Indeed it has, but not to me and neither to my fellows at Starving Writers Guild. For years we have attempted to find a willing agent to at least consider our work, but to no avail. I have sent out hundreds of query letters, hoping to at least hear some feedback from someone about the story, if nothing else. But in the totality of all I sent out, I can count on one hand the amount of times that someone responded with a personal email, rather than an automated response. 

iMaddening as this would be on its own, John has informed me of the time in which an agent sent back an automated response to him, but had intended for the recipient to be someone else. Then, when he pressured the agent to give him his own personal account of John's work, the agent sent a corrected automated response instead.

Agents are people, just like us, and there are only so many hours in a day, so I will not sit here and pretend like they have the time to personally answer every single request sent their way. But for 99% of the responses received to be fully automated is a slap in the face. 

I must confess that the first time I attempted to get published, I rightfully deserved to be snubbed. The book at the time was written when I was younger, and my grasp on writing was nowhere near as polished as it was now. But now that I have spent time honing my craft and learning where I am good and where I need more work, I can honestly say that I know books like Lost Time deserved to be published. 

But worse still is the simple fact that if you don't know anyone in the publishing business, you have next to impossible odds of being published yourself, especially in today's market. I understand why agents and publishers do this. It's easier to deal with people you know and total unknowns like myself are untested and therefore you can't plan around that as well. But that dilutes writing. 

I'm not a short story writer, nor am I given to writing for newspapers or magazines. No two writers are alike. I can competently write poetry, but it's not my focus, nor is it what I want to be known for. I could sell out and write complete trash just to make a paycheck, but that's not who I am. Giving up on a potential writer just because they aren't established is a cowardly tactic, one that I understand, but abhor.
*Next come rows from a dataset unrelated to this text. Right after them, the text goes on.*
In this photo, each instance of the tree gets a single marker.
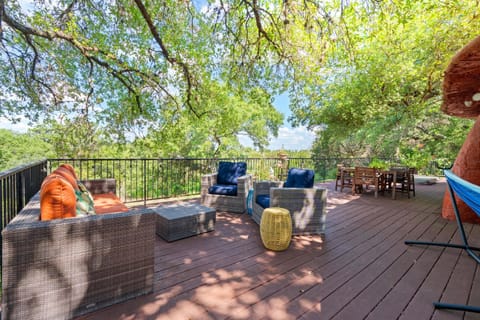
(379, 91)
(18, 148)
(135, 67)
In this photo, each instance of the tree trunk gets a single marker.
(466, 166)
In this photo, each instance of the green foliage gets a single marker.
(17, 149)
(379, 92)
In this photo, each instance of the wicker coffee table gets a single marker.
(174, 222)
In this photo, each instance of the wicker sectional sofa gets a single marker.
(62, 268)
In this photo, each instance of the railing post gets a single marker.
(144, 182)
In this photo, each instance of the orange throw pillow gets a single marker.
(57, 198)
(67, 175)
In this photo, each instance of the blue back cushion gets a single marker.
(263, 200)
(299, 178)
(229, 172)
(223, 189)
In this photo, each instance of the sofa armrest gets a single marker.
(297, 197)
(307, 208)
(66, 267)
(263, 187)
(99, 186)
(244, 183)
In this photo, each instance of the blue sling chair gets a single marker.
(470, 194)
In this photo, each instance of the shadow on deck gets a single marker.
(360, 268)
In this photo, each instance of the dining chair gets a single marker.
(367, 177)
(405, 181)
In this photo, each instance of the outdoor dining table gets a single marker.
(387, 175)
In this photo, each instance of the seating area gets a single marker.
(362, 179)
(306, 204)
(225, 272)
(227, 189)
(57, 264)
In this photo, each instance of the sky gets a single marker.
(288, 138)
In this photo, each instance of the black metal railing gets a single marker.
(18, 186)
(141, 180)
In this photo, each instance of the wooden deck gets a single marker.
(360, 269)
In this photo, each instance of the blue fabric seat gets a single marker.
(296, 178)
(224, 189)
(470, 194)
(227, 179)
(263, 200)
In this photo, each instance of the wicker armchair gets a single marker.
(307, 206)
(242, 182)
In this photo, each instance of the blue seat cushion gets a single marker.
(229, 172)
(263, 200)
(299, 178)
(223, 189)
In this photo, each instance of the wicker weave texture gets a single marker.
(180, 221)
(237, 204)
(60, 269)
(307, 206)
(276, 229)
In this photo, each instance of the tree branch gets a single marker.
(174, 61)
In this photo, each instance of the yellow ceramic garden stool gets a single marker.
(276, 228)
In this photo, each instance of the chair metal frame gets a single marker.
(464, 246)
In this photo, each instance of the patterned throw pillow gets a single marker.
(85, 204)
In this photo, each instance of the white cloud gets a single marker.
(299, 138)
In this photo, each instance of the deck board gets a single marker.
(360, 268)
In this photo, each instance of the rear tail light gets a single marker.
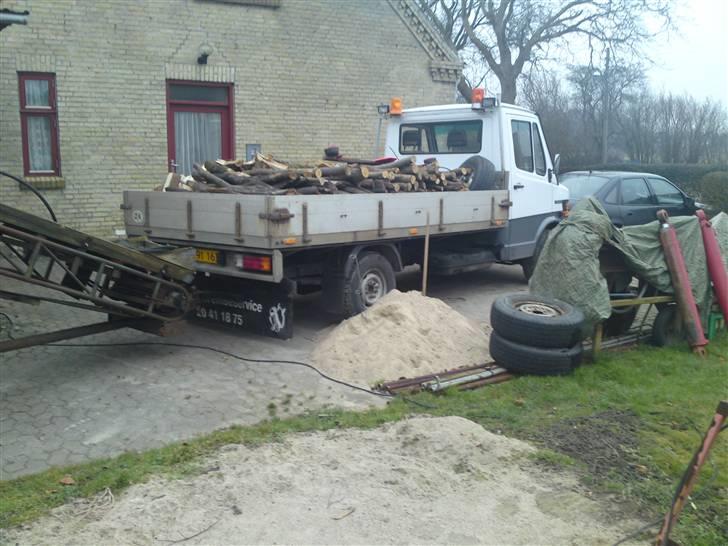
(251, 262)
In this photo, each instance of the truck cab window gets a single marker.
(538, 151)
(522, 150)
(456, 137)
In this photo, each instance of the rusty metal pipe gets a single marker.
(681, 284)
(714, 258)
(691, 473)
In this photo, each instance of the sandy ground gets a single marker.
(419, 481)
(404, 335)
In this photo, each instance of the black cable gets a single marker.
(637, 532)
(10, 323)
(36, 192)
(231, 355)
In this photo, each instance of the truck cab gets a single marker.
(513, 151)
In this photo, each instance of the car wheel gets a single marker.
(519, 358)
(537, 321)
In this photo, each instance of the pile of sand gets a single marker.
(405, 334)
(420, 481)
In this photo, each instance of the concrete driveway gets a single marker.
(63, 405)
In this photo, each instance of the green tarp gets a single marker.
(568, 268)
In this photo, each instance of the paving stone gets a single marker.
(72, 404)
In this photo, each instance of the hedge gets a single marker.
(707, 183)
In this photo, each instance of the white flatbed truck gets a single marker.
(254, 251)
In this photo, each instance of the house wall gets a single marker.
(305, 75)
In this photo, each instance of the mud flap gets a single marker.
(258, 307)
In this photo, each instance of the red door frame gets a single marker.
(225, 109)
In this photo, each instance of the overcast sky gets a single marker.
(695, 58)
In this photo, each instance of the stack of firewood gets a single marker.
(265, 175)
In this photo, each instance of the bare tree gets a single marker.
(638, 126)
(511, 35)
(599, 96)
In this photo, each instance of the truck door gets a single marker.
(531, 192)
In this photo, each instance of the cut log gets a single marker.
(215, 168)
(340, 171)
(208, 177)
(357, 174)
(405, 162)
(235, 178)
(352, 189)
(279, 176)
(385, 175)
(406, 178)
(388, 186)
(310, 180)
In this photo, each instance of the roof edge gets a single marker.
(445, 65)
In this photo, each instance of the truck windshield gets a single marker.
(452, 137)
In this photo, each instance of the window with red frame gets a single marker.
(39, 124)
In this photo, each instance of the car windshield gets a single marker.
(582, 185)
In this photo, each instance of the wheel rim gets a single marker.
(373, 287)
(538, 309)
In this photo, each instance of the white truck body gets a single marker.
(351, 245)
(534, 192)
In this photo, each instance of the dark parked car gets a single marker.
(629, 198)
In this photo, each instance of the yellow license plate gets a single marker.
(206, 256)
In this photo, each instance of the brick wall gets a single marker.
(306, 74)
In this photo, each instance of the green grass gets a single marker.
(672, 394)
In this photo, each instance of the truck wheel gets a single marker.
(537, 321)
(371, 278)
(529, 264)
(484, 176)
(519, 358)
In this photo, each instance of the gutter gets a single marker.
(8, 18)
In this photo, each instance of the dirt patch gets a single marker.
(405, 334)
(418, 481)
(604, 441)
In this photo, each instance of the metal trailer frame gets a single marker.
(144, 291)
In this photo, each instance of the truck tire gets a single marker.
(529, 264)
(519, 358)
(537, 321)
(370, 279)
(484, 176)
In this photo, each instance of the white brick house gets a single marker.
(101, 96)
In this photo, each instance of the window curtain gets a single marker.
(197, 137)
(36, 93)
(39, 143)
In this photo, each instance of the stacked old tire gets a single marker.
(536, 335)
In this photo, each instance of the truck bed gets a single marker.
(283, 221)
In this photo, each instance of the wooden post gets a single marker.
(427, 255)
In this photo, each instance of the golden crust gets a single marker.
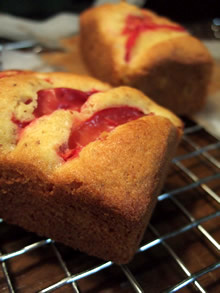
(113, 182)
(171, 67)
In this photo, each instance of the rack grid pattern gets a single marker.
(207, 153)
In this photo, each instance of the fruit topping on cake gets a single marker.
(137, 24)
(93, 128)
(50, 100)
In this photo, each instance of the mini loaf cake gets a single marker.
(80, 162)
(125, 45)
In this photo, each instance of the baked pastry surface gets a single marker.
(125, 45)
(80, 162)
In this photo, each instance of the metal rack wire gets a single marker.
(207, 154)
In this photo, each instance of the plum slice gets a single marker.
(90, 130)
(136, 24)
(50, 100)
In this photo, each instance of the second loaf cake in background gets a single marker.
(126, 45)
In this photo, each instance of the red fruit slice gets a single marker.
(60, 98)
(50, 100)
(135, 25)
(90, 130)
(9, 73)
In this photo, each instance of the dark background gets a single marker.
(183, 11)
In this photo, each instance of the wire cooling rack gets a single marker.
(179, 252)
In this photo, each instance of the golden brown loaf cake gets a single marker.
(80, 162)
(126, 45)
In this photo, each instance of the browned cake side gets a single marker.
(168, 64)
(101, 200)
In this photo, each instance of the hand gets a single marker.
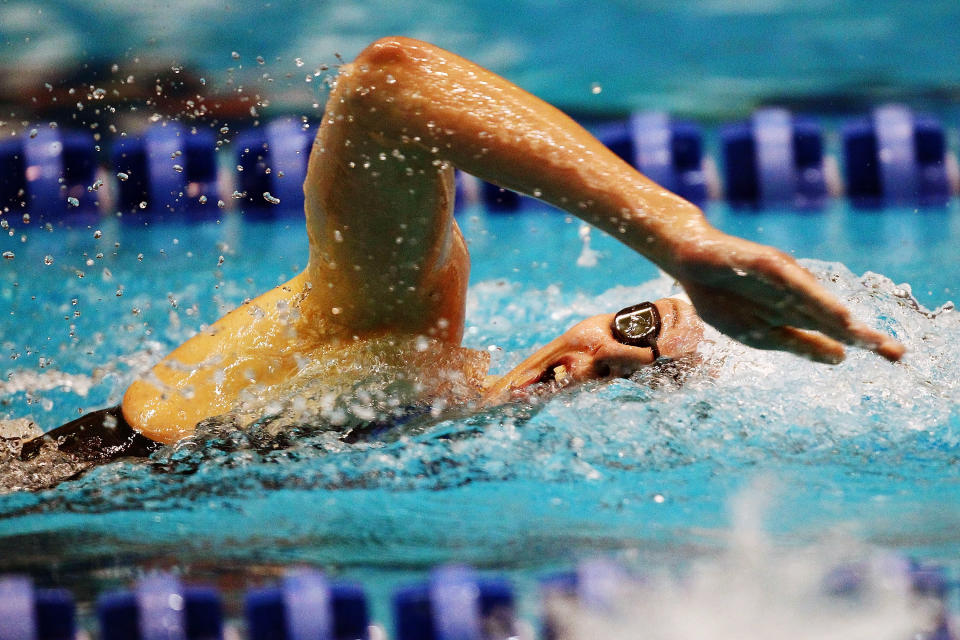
(763, 298)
Which brings us back to why I'm self-publishing. Here, with the aid of others, I can finally get my work out there. I can branch out into the publishing world and establish my presence there without the help of an agent or publisher. I can show people who I am by what I write and show them the projects that I am proud to make for their reading pleasure. 

I love writing. It's what I want to do with my life. With the aid of this website and your generous support, I can continue doing so.